Załamanie na rynku ropy najprawdopodobniej dobiega już końca, jednak ceny surowca jeszcze przez wiele lat nie przekroczą pułapu 50 USD za baryłkę, wynika z analizy wykresu notowań czarnego złota. Przynajmniej do takich wniosków powadzi odszukanie długoterminowej tendencji na rynku ropy. W ciągu ostatnich 100 lat jej ceny zyskiwały rocznie w ujęciu dolarowym dokładnie tyle, ile w tym czasie wynosiła inflacja w USA.
To argument, by za długoterminowe ramy notowań ropy uznać sięgający 30 lat wstecz lekko wzrostowy kanał o nachyleniu 2,8 proc. rocznie. To nachylenie niemal dokładnie równe dynamice cen w amerykańskiej gospodarce za taki sam okres. Właściwa wycena ropy, zależna od aktualnej sytuacji na rynku, będzie w długim terminie mieścić się w przedziale 26-49 USD według obecnej wartości dolara, wynika z położenia formacji. To oznacza nic innego jak to, że ze sporym prawdopodobieństwem można stwierdzić, że przecena ropy nie sięgnie głębiej niż okolice 26 USD za baryłkę.

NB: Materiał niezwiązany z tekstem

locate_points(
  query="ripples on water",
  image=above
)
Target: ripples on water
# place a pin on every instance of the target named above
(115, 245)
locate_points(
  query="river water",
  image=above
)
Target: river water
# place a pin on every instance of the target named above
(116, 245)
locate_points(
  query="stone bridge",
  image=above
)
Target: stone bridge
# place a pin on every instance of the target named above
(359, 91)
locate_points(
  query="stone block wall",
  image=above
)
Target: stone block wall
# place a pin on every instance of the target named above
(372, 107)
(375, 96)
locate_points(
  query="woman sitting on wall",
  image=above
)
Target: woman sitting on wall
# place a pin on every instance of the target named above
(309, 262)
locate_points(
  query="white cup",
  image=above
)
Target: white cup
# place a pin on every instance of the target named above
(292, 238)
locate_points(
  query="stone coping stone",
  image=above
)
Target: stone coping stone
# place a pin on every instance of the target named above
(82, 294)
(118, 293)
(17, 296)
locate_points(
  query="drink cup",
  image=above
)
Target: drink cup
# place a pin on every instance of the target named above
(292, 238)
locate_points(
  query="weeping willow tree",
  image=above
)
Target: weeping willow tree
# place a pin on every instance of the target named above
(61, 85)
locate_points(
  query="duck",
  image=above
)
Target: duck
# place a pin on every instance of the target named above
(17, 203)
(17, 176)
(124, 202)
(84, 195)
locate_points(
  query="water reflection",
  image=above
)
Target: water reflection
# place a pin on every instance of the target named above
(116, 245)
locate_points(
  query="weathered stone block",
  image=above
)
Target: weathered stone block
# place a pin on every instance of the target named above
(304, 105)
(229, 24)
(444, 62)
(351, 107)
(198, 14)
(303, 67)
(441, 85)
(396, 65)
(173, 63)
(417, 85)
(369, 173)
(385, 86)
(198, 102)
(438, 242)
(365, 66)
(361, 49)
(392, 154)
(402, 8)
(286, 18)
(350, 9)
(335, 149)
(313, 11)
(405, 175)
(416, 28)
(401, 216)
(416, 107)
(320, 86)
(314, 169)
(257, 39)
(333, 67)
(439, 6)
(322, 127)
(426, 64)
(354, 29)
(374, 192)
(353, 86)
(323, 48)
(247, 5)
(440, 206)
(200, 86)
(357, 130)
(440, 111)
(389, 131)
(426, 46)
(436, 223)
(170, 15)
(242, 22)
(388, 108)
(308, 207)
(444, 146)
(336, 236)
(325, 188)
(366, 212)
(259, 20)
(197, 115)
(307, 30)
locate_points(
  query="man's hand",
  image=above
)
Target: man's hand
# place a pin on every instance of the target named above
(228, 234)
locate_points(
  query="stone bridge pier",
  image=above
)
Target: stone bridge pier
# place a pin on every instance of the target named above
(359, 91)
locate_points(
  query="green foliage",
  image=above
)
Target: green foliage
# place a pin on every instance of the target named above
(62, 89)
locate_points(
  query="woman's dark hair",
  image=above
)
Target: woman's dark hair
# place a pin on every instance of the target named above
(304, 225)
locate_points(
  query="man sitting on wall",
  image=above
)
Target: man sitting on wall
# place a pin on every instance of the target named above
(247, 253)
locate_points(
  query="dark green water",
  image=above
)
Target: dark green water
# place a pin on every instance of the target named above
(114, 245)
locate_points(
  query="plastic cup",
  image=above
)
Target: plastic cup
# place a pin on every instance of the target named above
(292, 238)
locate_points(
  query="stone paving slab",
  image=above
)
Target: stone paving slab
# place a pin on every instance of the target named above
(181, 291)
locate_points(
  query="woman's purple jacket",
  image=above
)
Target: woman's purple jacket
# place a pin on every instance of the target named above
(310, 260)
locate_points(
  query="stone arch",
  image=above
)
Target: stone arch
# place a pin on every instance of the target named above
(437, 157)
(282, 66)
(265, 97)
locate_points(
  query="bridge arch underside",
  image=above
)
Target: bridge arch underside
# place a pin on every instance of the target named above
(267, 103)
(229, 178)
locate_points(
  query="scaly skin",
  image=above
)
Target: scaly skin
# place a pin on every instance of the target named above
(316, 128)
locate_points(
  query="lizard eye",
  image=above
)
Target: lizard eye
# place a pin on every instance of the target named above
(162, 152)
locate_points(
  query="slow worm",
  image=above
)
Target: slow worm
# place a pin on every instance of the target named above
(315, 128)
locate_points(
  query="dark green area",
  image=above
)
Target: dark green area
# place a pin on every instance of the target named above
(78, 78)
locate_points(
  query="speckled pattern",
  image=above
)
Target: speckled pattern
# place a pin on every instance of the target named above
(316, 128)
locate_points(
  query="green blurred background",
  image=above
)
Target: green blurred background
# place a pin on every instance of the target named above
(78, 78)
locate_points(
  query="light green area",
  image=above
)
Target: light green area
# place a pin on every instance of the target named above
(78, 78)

Oczywiście zdarzało się już w historii obowiązywania kanału, że ceny wychodziły z niego dołem (najgłębsze wybicie miało miejsce w latach 1998-1999). Jednak trudno wyobrazić sobie, by ceny wybiły się dołem z kanału obecnie, zważywszy że trwająca przecena surowca jest już i tak największa w historii. Dlatego jeżeli ceny nie zatrzymają się dokładnie na wsparciu, to powinny zatrzymać się w jego bliskich okolicach. Przy takim obrocie sytuacji, podobnie jak w przypadku dołków z lat 1986, 1998, 1994 i 2001, odchylenia punktu zwrotnego od linii trendu nie powinny przekroczyć 10 proc. Twarde dno cen ropy położone będzie więc najprawdopodobniej gdzieś między 23,4 USD oraz 28,6 USD.

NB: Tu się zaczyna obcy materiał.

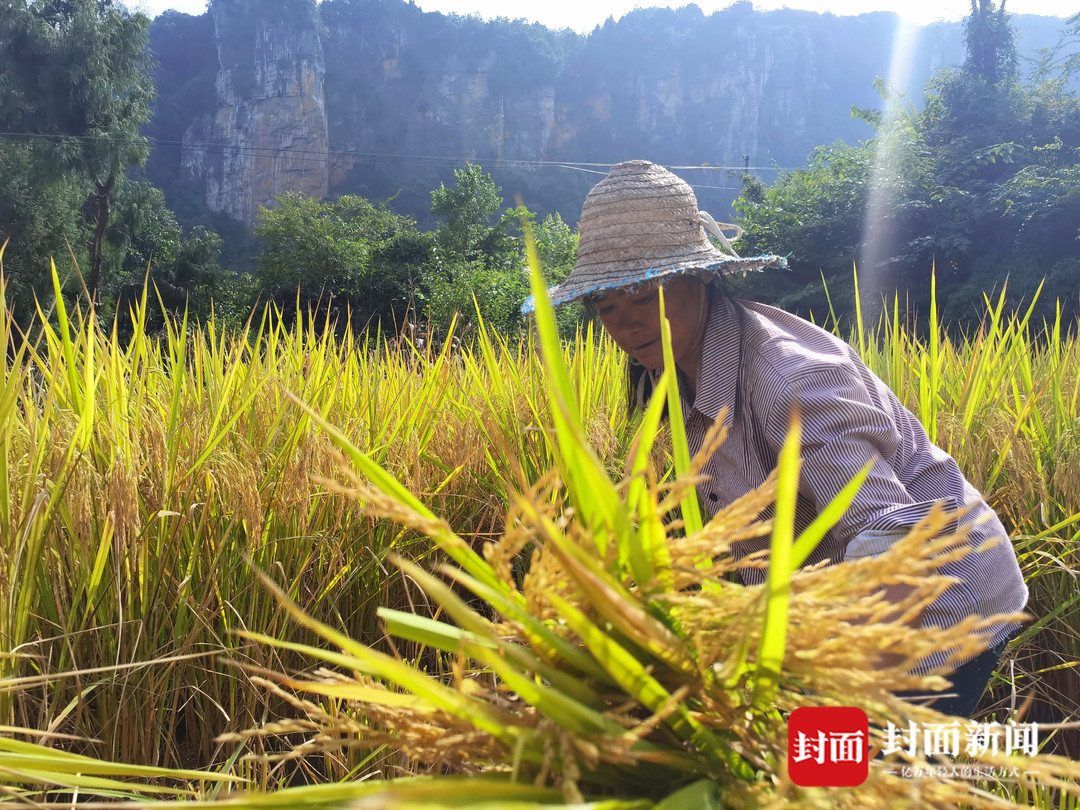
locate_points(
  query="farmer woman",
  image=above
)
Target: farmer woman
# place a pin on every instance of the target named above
(640, 228)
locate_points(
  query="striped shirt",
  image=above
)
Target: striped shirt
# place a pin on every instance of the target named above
(758, 361)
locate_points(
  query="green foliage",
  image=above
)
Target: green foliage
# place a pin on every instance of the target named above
(980, 184)
(477, 255)
(348, 259)
(557, 253)
(78, 85)
(39, 218)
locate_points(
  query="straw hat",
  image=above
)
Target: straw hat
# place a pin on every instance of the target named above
(640, 224)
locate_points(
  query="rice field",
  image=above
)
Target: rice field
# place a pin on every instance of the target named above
(153, 490)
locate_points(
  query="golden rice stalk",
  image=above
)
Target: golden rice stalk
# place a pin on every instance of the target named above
(623, 665)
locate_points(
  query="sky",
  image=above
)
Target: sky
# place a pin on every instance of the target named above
(583, 15)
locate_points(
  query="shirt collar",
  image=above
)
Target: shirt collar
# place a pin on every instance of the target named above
(720, 359)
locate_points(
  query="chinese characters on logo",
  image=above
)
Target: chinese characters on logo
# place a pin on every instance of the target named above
(827, 746)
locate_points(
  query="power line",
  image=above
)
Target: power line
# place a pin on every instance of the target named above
(413, 161)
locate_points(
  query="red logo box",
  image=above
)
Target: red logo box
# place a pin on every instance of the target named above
(827, 746)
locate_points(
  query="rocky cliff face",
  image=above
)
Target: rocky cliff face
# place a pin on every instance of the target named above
(268, 134)
(377, 97)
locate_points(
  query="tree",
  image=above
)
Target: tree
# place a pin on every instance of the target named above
(77, 85)
(348, 258)
(477, 254)
(979, 186)
(989, 42)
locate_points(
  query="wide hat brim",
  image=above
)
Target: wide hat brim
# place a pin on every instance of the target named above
(639, 226)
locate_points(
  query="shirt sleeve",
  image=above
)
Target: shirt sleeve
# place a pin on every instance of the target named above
(844, 428)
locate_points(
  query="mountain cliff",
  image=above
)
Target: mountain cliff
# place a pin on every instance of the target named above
(379, 98)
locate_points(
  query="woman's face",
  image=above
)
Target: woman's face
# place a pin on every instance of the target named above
(633, 320)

Tymczasem ostatni dołek wypadł w przypadku odmiany brent na wysokości 28,01 USD. To oznacza, że można spodziewać się jego pogłębienia o co najwyżej 4-5 USD, a zajęłoby to nie więcej niż kilka tygodni w wypadku gwałtownego ruchu lub kilka miesięcy w przypadku rozpoczęcia budowy przez rynek konsolidacji. Zlokalizowanie dołka cen ropy to kluczowa sprawa dla inwestorów giełdowych. Twarde dno notowań surowca tylko o kilka tygodni rozminęło się z dnem załamania na wschodzących rynkach akcji w 1998 oraz w 2009 r. Przy założeniu, że tak będzie i tym razem, jest to zapowiedź, że także indeksy warszawskiej giełdy są już bliskie dna przeceny.
Lekko wzrostowy kanał opisujący długoterminowe ramy poruszania się notowań ropy brent. Źródło: pb.pl, Bloomberg.